240E Incidence of supratherapeutic tacrolimus troughs before and after implementation of an initial dosing protocol in orthotopic heart transplantation

Wednesday, October 24, 2012
Westin Diplomat Resort
Tracy M. Sparkes, Pharm.D.1, Tamara Claridge, Pharm.D., BCPS2, Todd A. Miano, Pharm.D., BCPS2, Erin H. Ticehurst, Pharm.D.2 and Lee R. Goldberg, MD, MPH, FACC2
1Department of Pharmacy, Hospital of the University of Pennsylvania, Philadelphia, PA
2Hospital of the University of Pennsylvania, Philadelphia, PA

Purpose: In July 2010, an initial tacrolimus dosing protocol was implemented in the heart transplant population at our institution. The objective of this study was to compare the incidence of supratherapeutic tacrolimus troughs before and after the introduction of the initial tacrolimus dosing protocol and corresponding outcomes of acute kidney injury and early acute graft rejection.

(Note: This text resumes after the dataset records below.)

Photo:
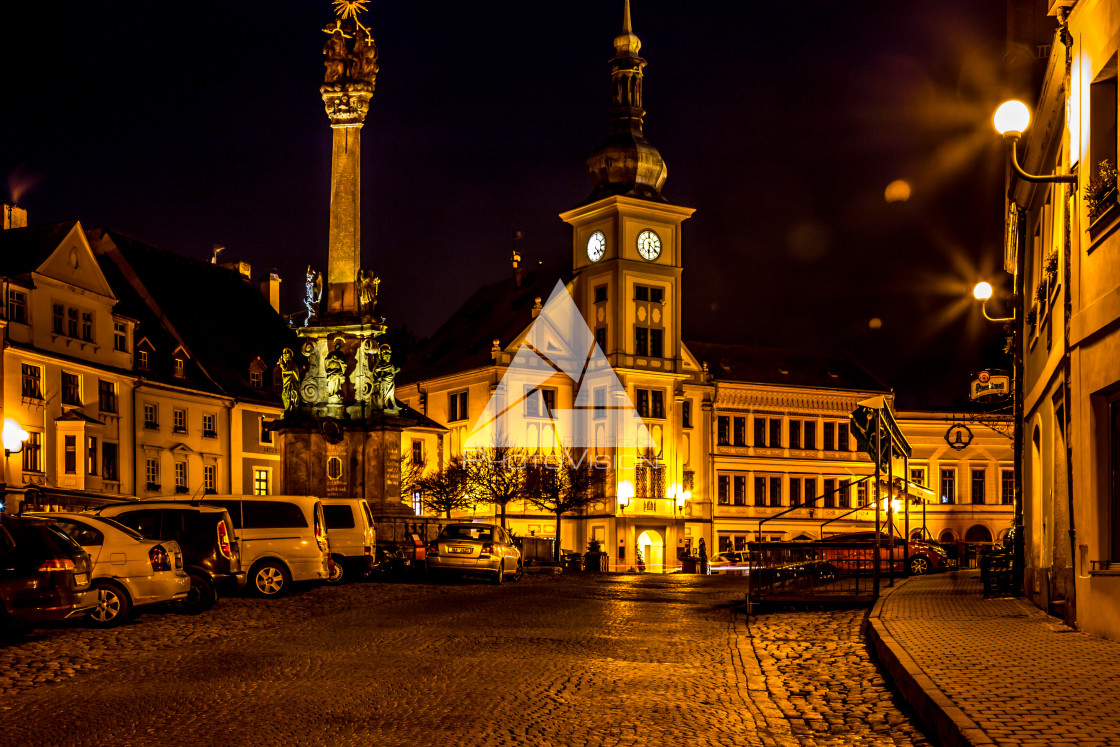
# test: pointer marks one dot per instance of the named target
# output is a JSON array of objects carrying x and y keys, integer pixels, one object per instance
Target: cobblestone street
[{"x": 613, "y": 660}]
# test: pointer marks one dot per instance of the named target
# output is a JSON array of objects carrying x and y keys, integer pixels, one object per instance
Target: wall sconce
[
  {"x": 1010, "y": 120},
  {"x": 14, "y": 437},
  {"x": 625, "y": 495}
]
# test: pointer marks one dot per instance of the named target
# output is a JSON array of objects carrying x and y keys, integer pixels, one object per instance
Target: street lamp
[
  {"x": 1010, "y": 121},
  {"x": 14, "y": 437},
  {"x": 982, "y": 292},
  {"x": 625, "y": 495},
  {"x": 682, "y": 496}
]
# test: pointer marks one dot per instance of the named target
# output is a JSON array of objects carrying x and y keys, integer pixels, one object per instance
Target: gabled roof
[
  {"x": 24, "y": 250},
  {"x": 220, "y": 319},
  {"x": 501, "y": 310},
  {"x": 771, "y": 365}
]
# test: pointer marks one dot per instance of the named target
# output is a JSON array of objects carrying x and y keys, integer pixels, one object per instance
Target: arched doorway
[
  {"x": 978, "y": 533},
  {"x": 652, "y": 545}
]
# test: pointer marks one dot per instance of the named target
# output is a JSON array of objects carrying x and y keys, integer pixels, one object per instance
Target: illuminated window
[
  {"x": 120, "y": 336},
  {"x": 739, "y": 496},
  {"x": 457, "y": 407},
  {"x": 17, "y": 306},
  {"x": 33, "y": 453},
  {"x": 828, "y": 488},
  {"x": 106, "y": 395},
  {"x": 72, "y": 389},
  {"x": 70, "y": 455},
  {"x": 151, "y": 470},
  {"x": 260, "y": 482},
  {"x": 978, "y": 485},
  {"x": 31, "y": 377},
  {"x": 948, "y": 485},
  {"x": 92, "y": 463},
  {"x": 180, "y": 477},
  {"x": 109, "y": 461}
]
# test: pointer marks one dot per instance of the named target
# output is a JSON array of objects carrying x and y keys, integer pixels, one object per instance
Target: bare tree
[
  {"x": 496, "y": 475},
  {"x": 445, "y": 489},
  {"x": 562, "y": 486}
]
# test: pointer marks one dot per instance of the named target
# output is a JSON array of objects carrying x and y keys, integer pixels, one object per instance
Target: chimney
[
  {"x": 270, "y": 288},
  {"x": 14, "y": 217},
  {"x": 519, "y": 272},
  {"x": 240, "y": 267}
]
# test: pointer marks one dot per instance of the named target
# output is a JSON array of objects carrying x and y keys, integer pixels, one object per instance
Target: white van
[
  {"x": 282, "y": 539},
  {"x": 352, "y": 534}
]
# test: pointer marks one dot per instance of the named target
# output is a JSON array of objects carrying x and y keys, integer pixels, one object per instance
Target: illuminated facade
[
  {"x": 124, "y": 379},
  {"x": 1063, "y": 245},
  {"x": 739, "y": 433}
]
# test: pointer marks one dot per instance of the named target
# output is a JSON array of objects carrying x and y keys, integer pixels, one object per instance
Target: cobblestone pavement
[
  {"x": 1018, "y": 675},
  {"x": 581, "y": 661}
]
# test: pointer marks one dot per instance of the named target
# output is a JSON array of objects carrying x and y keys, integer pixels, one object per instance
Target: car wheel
[
  {"x": 336, "y": 571},
  {"x": 201, "y": 597},
  {"x": 113, "y": 606},
  {"x": 269, "y": 578}
]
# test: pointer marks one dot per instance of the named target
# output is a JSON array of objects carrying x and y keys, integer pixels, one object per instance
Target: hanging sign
[
  {"x": 990, "y": 385},
  {"x": 959, "y": 436}
]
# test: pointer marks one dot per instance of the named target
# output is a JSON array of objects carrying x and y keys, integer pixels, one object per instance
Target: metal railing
[{"x": 813, "y": 571}]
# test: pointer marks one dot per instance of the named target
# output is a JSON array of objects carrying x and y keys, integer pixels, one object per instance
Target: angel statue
[
  {"x": 384, "y": 380},
  {"x": 289, "y": 377},
  {"x": 367, "y": 285},
  {"x": 314, "y": 293}
]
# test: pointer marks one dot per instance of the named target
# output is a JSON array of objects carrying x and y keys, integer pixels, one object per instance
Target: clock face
[
  {"x": 649, "y": 245},
  {"x": 596, "y": 245}
]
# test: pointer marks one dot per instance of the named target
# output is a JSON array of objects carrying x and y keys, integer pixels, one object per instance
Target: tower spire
[{"x": 626, "y": 164}]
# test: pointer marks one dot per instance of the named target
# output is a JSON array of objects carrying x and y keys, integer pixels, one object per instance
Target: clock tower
[{"x": 626, "y": 236}]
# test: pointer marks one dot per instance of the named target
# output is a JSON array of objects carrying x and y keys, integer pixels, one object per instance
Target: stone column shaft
[{"x": 345, "y": 236}]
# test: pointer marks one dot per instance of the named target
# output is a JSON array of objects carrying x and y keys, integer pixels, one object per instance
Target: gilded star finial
[{"x": 350, "y": 8}]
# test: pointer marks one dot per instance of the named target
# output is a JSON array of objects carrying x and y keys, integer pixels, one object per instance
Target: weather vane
[{"x": 350, "y": 9}]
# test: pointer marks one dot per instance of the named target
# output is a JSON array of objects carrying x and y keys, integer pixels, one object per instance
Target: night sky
[{"x": 193, "y": 124}]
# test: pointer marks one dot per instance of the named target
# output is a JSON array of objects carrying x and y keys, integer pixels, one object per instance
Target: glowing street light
[
  {"x": 1010, "y": 120},
  {"x": 14, "y": 437}
]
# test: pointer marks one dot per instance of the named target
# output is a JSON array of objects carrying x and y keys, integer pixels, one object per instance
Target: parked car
[
  {"x": 352, "y": 537},
  {"x": 728, "y": 562},
  {"x": 475, "y": 549},
  {"x": 282, "y": 539},
  {"x": 129, "y": 570},
  {"x": 44, "y": 575},
  {"x": 205, "y": 533},
  {"x": 920, "y": 556}
]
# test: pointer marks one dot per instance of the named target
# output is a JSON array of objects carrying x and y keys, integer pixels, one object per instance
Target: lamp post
[
  {"x": 1010, "y": 120},
  {"x": 14, "y": 436}
]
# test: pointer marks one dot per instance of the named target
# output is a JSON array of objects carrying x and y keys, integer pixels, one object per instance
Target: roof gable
[{"x": 72, "y": 262}]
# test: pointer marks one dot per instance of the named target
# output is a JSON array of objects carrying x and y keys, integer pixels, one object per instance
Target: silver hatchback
[{"x": 482, "y": 549}]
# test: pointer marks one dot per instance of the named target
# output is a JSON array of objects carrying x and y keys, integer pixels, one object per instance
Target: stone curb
[{"x": 949, "y": 724}]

Methods: This retrospective study included 133 patients who underwent orthotopic heart transplantation between July 1, 2008 and July 31, 2011. Patients were excluded from this study if they received multi-organ transplantation, had undergone a previous organ transplant, received intravenous tacrolimus, were less than 18 years of age, or did not have tacrolimus trough levels reported. Acute kidney injury was evaluated using modified RIFLE criteria. Rejection was defined as a biopsy grade greater than 1R using the International Society for Heart and Lung Transplantation (ISHLT) standardized cardiac biopsy grading criteria.

Results: Implementation of an initial dosing protocol resulted in a significant decrease in the incidence of supratherapeutic tacrolimus trough levels in post-protocol patients (59.8% vs 35.3%, p=0.008). Fewer patients in the post-protocol group developed acute kidney injury during post-transplant week one (56.1% vs 39.2%, p=0.07) and post-transplant week two (34.1% vs 19.6%, p=0.08). Post-protocol patients took longer to achieve therapeutic tacrolimus trough levels (8±3 vs 5±3 days, p<0.01). There was no significant difference in the incidence of early acute graft rejection between groups (6.1% vs 2.0%, p=0.7).

Conclusions: Implementation of an initial tacrolimus dosing protocol was associated with a significant reduction in the incidence of supratherapeutic tacrolimus trough levels. A corresponding reduction in the incidence of acute kidney injury was likely the result of a less aggressive initial dosing approach. No difference was seen in rates of early acute graft rejection, and this initial dosing protocol remains the standard practice at the institution.